Members of the Assynt Crofters' Trust are facing claims that they have failed to control numbers of the animals on the estate in northwest Sutherland they took over in 1993, in the first community land buyout of its kind.

Scottish Natural Heritage officials argue the deer are threatening ancient woodland and regeneration efforts and the board wants the crofters to sign a voluntary deer control agreement.

The crofters have refused so far and the SNH could order a cull, which would deny the crofters and other local landowners of valuable stalking income.

The Assynt Crofters Trust says the consequences of the course of action being pursued by Scottish Natural Heritage could be financially devastating both for the trust, which could face a fine of £40,000, and the wider community.

They also claim that SNH officials have misrepresented the position to the agency’s board.

Ray Mackay Vice Chair of the Assynt Crofters Trust (ACT), said: “We will defend our position and our freedoms here, and as our chairman Donnie MacLeod has gone on record as saying, ‘They can throw us in jail if they want to’.”

Concern focuses on the Ardvar area, which boasts some the most northerly remnants of native oak in the British Isles. It is a Special Area of Conservation (SAC) and a Site of Special Scientific Interest (SSSI).

Wild land charity the John Muir Trust, owners of the neighbouring Quinag Estate, has already called for a deer cull to protect the trees.

But the Assynt Crofters Trust, which has already planted almost 2,500 acres of native broadleaf trees on its land, said that SNH had made two significant errors in their assessment of the risk to the environment.

Mr Mackay said that SNH had wrongly designated the woods as an oak wood, instead of a birch wood, when there are "only a mere scattering of individual trees, possibly less than 10 in total".

He said: "SNH’s own habitat survey, published only this month, identifies a grand total of three oak seedlings out of 8,800 sampled, a tiny fraction of one percent. This is what you might see in a birch wood, not an oak wood.”

Mr Mackay said that SNH officials had also refused to acknowledge that the pressure from deer is far less than they claim.

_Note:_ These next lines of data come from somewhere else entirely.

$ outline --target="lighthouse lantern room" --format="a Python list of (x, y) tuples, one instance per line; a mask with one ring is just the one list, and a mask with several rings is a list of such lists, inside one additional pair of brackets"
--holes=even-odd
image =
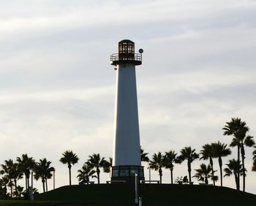
[(142, 55), (135, 53), (135, 43), (128, 39), (118, 42), (118, 50), (110, 56), (110, 64), (117, 70), (111, 182), (134, 183), (135, 174), (139, 180), (144, 180), (135, 73)]

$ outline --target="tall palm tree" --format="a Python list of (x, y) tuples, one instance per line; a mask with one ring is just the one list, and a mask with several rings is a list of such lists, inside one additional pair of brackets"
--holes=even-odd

He said: “There is considerable movement of deer, particularly in bad weather, across the A894 to the lower and more sheltered ground of the Assynt peninsula.

"This is categorically denied by SNH officials, who tell their Board that the Assynt deer herd is a stable and closed entity, despite their own helicopter counts telling a different story. They refuse even to heed their own evidence.”

He insisted the trust was already doing its bit in controlling deer numbers, with 170 stags shot on the Assynt peninsula last year, including 62 by the crofters, providing a revenue of almost £9,000 after expenses.

He said this was a vital income stream for ACT, in its work to retain its population, by employing local people and offering bursaries to young people from the area.

Under SNH's plan, he said, there would be an annual cull of 25 stags.

Claiming that SNH had spent £1 million of public money on the issue, he added “We find ourselves facing the threat of a Section 8 Control Order and a £40,000 fine, not to mention having to pay for the SNH contractors who would come on to our land and kill our deer.”

A SNH spokesman said: "Our role is to help local deer groups across Scotland to work together to reduce damage to the environment, reduce fencing costs and road accidents whilst also protecting local jobs.

"On the Assynt Peninsula, after two years of negotiation, the Deer Management Group finally reached agreement on a plan to reduce deer numbers last summer. This plan was endorsed by SNH but the plan was not delivered.

"Wild deer roam freely across Assynt and the agreement of all 12 members of the group to the plan is essential and is what we will continue to encourage.